Only 212 buried skeletons have been found among the Mesa Verde ruins, which is not very many considering that so many people lived there. They indicate that Anasazi men were five feet four inches tall and Anasazi women were slightly shorter.

Rob said...

Other websites confirm that the Anasazi were short. Really, where do get your erroneous claims from? Do you make them up out of thin air, as I suspect?

http://weblamp.princeton.edu/chw/conferences/Conference_summary_final_06.pdf

[T]here is enormous variation in height across the Western hemisphere. Mayans in Southern Mexico and the Anasazi in the American Southwest were the shortest, whereas plains Indians were the tallest, probably due to the buffalo, a high protein diet, local vegetation, and trade among tribes.

http://www.viewzone.com/jaws.html

Considering the Anasazi were no more than 42 inches tall, while other Native American cultures, simultaneously, enjoyed almost twice that height, there is now reason to question the present theories of a Bering Straits migration alone.

writerfella said...

Writerfella here --
"Unsubstantiated?" How many Pueblans can you cite who are "only 42 inches tall?" Genetics do not change that quickly, from 800 years ago to now.
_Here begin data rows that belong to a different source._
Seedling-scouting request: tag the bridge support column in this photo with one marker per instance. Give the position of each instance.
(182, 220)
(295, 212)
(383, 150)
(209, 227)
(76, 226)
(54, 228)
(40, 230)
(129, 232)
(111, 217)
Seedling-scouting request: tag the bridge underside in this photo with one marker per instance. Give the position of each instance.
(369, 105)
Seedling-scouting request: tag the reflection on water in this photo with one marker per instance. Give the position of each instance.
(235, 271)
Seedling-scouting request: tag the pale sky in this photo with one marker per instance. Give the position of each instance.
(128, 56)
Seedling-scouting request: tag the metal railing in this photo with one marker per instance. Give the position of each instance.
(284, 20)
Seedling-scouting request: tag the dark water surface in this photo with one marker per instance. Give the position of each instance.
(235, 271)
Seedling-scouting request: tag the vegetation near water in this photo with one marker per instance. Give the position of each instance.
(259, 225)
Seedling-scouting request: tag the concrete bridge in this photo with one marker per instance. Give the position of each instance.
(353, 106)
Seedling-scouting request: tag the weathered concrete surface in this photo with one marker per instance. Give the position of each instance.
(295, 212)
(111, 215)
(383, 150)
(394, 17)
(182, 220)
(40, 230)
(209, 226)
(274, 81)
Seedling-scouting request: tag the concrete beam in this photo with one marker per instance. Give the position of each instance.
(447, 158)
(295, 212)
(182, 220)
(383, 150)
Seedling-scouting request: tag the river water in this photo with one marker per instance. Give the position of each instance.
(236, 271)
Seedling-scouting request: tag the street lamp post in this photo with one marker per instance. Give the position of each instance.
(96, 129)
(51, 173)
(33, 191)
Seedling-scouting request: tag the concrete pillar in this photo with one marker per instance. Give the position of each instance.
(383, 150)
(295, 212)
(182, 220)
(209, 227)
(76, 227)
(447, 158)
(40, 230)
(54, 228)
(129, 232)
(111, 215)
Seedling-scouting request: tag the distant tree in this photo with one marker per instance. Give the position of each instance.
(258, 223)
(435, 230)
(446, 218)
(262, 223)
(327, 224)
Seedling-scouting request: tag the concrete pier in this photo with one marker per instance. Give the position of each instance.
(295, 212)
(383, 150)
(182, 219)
Thus, whose claims are "unsubstantiated?" Reality, whether height or six-fingers, six-toes, has to mean something. And it clearly is not what you now claim. Sorry, Mr. Gumby, but you only have a piece of brain stuck in your forehead...
All Best
Russ Bates
'writerfella'

Rob said...

The "42 inches" undoubtedly was a typo. It was probably meant to be 62 inches.

My claim was that the "Anasazi" were short, not that they were precisely 42 inches tall. I've substantiated that claim with three sources.

Meanwhile, you haven't substantiated diddly-squat. I'm not sure you even know what "substantiate" means.

In short, every source confirms the point that the Anasazi were short. Only in your imagination were they tall.

P.S. I've already addressed your nonsense about the Anasazi's having six fingers or toes. Too bad you can't address my response.